In 1867, British entrepreneur Robert Hardie sold the land to fellow entrepreneurs Hoo Ah Kay, Parsick Joaquim and Cursedjeet Lalla as tenants-in-common, which meant that each tenant controlled his own part of the land that was divided and allocated to him. Cursedjeet Lalla sold his share of the land to the other two tenants in 1871. During this time, a small Muslim cemetery developed at the top of one of the foothills where the earlier surviving godowns from John Palmer's industry were located. The hill was also fortified in 1867 and the fortifications were ready by 1878 in preparation of a prospective war with Russia.

In 1903, a Batavian merchant built a mosque for the Muslim cemetery at the foothill. At the same time, the fortifications around Mount Palmer were demolished, while the hill itself was being gradually levelled for a land reclamation project in the area. The project was completed in 1932, which saw most of Mount Palmer being levelled completely and turned into landfill for the reclamation, except for the religious sites in the area. Japanese pilots bombed Mount Palmer in World War II, causing damage to the Chinese temple while the Muslim cemetery and mosque sustained minor damage and was used as a raid shelter. After the independence of Singapore, Mount Palmer fell under the ownership of the Singapore Land Authority. Throughout the late 1960s, parts of the remaining Parsi settlement were demolished, while the cemetery was exhumed and reinterred in a new plot of land allocated to the Parsi community in the Choa Chu Kang Cemetery.

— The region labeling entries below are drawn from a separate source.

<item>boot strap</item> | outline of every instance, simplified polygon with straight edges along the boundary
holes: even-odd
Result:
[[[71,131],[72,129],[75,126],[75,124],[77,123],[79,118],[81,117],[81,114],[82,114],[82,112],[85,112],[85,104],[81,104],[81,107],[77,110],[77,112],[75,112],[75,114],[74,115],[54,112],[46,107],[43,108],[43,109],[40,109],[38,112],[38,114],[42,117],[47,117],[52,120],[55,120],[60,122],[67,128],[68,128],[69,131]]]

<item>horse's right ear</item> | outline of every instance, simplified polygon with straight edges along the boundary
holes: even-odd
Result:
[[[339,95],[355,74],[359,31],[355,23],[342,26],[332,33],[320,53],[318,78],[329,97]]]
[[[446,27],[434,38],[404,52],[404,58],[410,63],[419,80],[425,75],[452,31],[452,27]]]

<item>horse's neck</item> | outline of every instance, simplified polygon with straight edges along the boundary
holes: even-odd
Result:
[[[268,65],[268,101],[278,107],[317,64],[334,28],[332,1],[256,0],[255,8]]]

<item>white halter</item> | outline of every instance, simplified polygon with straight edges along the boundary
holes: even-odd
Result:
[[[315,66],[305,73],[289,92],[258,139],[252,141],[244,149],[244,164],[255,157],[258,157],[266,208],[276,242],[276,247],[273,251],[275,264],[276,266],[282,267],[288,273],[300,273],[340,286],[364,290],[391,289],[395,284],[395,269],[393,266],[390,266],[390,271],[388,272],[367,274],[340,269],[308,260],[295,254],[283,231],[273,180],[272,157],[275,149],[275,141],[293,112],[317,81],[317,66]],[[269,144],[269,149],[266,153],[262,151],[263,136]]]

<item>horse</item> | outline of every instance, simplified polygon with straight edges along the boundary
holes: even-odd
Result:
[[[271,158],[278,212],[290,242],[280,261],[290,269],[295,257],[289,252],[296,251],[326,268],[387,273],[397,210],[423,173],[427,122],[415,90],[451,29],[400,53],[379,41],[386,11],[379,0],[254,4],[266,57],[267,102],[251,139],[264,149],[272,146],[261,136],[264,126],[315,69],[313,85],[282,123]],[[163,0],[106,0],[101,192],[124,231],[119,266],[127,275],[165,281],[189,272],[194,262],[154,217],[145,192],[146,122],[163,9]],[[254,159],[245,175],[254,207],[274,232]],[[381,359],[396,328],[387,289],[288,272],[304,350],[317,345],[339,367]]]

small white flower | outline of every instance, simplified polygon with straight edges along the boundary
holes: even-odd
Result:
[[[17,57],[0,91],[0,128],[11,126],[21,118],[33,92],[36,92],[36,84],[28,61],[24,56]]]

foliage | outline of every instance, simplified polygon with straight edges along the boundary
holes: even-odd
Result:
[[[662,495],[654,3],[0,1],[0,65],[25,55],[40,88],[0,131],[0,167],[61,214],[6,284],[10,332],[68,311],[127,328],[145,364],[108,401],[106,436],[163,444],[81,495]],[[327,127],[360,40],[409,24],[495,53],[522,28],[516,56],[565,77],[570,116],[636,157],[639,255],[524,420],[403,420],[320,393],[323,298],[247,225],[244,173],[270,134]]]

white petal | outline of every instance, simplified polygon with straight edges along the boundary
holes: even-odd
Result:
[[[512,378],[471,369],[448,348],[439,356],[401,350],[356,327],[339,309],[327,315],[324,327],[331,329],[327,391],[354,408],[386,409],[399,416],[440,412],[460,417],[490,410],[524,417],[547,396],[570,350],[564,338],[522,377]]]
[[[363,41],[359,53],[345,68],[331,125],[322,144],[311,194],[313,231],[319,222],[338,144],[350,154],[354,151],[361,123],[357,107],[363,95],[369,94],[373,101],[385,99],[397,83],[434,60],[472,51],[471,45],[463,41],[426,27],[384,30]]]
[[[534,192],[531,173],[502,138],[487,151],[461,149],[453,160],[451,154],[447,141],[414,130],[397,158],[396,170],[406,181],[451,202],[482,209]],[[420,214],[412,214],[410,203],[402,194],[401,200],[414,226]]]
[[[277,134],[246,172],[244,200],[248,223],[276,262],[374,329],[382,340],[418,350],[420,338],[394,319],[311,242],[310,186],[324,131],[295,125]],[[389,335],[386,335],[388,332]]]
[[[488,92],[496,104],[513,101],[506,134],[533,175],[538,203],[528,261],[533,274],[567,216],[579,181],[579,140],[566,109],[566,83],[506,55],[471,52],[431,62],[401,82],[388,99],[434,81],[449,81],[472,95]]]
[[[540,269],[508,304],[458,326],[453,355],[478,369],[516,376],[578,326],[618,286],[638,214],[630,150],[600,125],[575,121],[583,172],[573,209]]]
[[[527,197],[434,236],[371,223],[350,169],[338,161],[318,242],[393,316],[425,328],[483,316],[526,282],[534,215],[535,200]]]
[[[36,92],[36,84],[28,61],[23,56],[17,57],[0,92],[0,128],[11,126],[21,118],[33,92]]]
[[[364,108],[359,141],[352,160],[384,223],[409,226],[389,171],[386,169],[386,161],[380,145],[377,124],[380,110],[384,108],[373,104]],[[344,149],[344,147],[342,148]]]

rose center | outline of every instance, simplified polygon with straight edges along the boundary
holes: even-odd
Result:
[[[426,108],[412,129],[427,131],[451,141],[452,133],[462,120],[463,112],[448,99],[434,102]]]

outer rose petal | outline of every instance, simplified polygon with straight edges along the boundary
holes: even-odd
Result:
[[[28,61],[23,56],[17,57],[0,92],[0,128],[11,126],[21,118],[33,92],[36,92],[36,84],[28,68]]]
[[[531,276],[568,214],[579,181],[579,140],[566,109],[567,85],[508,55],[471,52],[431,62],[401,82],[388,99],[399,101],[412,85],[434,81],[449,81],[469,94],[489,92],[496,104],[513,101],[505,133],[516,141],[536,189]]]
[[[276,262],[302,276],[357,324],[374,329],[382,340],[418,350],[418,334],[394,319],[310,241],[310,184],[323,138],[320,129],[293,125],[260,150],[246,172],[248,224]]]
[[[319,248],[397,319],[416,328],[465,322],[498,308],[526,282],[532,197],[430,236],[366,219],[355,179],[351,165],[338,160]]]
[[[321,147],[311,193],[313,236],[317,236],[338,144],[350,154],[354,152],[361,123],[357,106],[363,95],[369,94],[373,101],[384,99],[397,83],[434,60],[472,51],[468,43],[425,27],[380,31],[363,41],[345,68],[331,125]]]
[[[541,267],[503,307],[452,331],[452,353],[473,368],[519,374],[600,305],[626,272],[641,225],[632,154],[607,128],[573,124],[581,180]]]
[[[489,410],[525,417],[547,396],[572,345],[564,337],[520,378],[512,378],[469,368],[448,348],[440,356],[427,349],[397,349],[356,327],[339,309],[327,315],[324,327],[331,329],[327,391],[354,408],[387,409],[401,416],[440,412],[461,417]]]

The Muslim cemetery was exhumed in the 1980s, although the mosque was rebuilt along with a surviving mausoleum and reopened in 1987 as the Keramat Habib Noh religious complex. The temple was restored in the 1970s and was allowed to be preserved under a Temporary Occupation License (TOL) which would be renewed yearly. Both the temple and the mosque are now religious heritage sites along Palmer Road. The Shenton Way Bus Terminal was re-established along Palmer Road in 2010, although it was inaccessible to the public and commuters were required to board or alight at nearby bus stops.

In February 2016, the Prince Edward Road MRT station in the area was officially announced as one of three stations to complete the loop of the Circle Line. To make way for construction of the station, the remaining levels and foothills of Mount Palmer (that did not have any existing construction on it) were razed to the ground, along with remnants of the old Parsi Cemetery. Construction works would skirt around the Fook Tet Soo Khek Temple and Keramat Habib Noh while preserving Palmer Road itself.

== Archaeological discoveries ==
In 2006, the Fook Tet Soo Khek Temple sponsored an archaeological dig in the flat lands surrounding the temple as part of a campaign to preserve the temple. More than a thousand artefacts, mostly ceramics from the 19th and 20th centuries, were discovered. Military artefacts left behind by the Japanese and British from World War II were also found hidden in the soil. In a separate independent project, ruins of godowns from John Palmer's company were also discovered in the small hill that the Keramat Habib Noh stands on.

== Transportation ==
The site of the former Mount Palmer is served by Prince Edward Road MRT station on the Circle Line of the MRT and Shenton Way Bus Terminal for bus services.